Some 25 years ago, local leaders in Hopewell Township decided that commercial zoning represented the best future use of farmland and open space near I-95. To the outrage of many of today’s Hopewell residents, that is exactly what the rural township got in October 2000 with the opening of a huge office campus by Merrill Lynch. 

January’s announcement by Sarnoff Corporation that it will erect a similar-sized complex at its current site also has generated local alarm over traffic and environmental impacts – despite the fact that the project not only conforms with local zoning in place since 1975, but reportedly represents less building per acre than West Windsor actually allows. 

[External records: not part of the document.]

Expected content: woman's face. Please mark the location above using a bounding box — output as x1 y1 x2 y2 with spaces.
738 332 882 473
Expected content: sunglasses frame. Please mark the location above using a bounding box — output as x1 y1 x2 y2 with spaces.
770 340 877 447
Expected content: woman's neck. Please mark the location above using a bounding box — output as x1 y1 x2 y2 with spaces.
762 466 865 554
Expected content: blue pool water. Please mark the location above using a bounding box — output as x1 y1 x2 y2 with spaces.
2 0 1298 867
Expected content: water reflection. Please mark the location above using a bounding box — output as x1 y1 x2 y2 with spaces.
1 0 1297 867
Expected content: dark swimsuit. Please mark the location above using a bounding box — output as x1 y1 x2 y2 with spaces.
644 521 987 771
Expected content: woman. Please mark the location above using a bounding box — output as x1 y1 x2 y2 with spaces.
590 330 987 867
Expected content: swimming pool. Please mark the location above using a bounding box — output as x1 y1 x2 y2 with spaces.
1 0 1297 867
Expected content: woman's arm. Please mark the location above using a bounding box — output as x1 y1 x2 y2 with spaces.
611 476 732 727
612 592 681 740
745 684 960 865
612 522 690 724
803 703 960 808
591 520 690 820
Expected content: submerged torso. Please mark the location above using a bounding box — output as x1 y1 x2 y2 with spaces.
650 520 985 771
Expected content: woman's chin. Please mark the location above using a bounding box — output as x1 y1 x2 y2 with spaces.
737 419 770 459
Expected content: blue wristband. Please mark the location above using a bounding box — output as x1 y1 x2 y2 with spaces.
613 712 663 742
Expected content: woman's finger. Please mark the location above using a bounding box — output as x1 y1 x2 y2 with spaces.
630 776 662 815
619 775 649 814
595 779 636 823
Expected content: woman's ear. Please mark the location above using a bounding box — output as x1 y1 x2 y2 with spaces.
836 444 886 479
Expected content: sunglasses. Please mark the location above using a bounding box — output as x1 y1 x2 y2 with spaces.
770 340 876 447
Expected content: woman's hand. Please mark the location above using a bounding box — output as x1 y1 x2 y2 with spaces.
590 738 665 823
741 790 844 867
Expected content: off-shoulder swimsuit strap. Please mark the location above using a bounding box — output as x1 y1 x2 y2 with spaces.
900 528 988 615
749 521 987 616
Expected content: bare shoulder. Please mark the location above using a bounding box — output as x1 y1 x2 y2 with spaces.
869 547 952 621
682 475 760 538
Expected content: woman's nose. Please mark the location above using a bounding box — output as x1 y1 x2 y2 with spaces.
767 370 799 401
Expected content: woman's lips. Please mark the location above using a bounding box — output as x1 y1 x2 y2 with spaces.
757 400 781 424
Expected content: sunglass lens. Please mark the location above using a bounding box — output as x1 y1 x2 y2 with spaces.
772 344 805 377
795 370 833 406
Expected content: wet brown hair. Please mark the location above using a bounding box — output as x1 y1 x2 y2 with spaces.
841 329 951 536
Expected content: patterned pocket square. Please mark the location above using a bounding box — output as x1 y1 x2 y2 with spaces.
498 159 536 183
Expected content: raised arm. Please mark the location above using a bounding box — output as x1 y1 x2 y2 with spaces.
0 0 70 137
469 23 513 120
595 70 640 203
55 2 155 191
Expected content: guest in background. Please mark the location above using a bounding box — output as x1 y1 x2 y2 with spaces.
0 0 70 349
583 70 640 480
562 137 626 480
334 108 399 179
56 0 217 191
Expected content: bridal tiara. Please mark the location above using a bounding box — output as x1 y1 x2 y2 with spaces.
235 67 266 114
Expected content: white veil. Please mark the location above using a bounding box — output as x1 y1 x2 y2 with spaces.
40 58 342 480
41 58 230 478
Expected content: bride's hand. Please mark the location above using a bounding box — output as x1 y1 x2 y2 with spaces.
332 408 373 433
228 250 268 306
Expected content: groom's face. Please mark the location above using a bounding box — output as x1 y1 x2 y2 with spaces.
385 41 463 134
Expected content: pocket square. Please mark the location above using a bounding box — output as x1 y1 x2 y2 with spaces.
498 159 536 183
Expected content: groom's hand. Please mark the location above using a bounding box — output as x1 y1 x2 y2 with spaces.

The development being pursued by both corporations offers three important lessons to New Jersey communities concerned about traffic, open space and community character:

  • If you zone for it, they will come. The master plans of most New Jersey communities zone every inch of local land for development, whether residential or commercial. Citizens and local leaders should challenge whether today’s local zoning and master plans really serve the community’s character, or its vision for the future. State leaders must explore stronger land-use regulations for preserving open space and farmland, following the lead of other states.
  • New roads don’t lessen traffic, they increase it. The planned gateway for the new Sarnoff campus is the proposed Millstone Bypass Road. The gateway for the Merrill Lynch campus is I-95. Roads and highways designed to improve traffic inevitably increase it. We can’t build our way out of sprawl; instead, we need better planning for where and how development will happen.
  • No municipality is an island. The spillover of traffic, pollution and loss of open space caused by new development in any one community affects quality of life in a whole region. New Jersey’s rapid growth behooves municipalities to coordinate their planning with each other. The State Plan offers a place for such cooperation to start.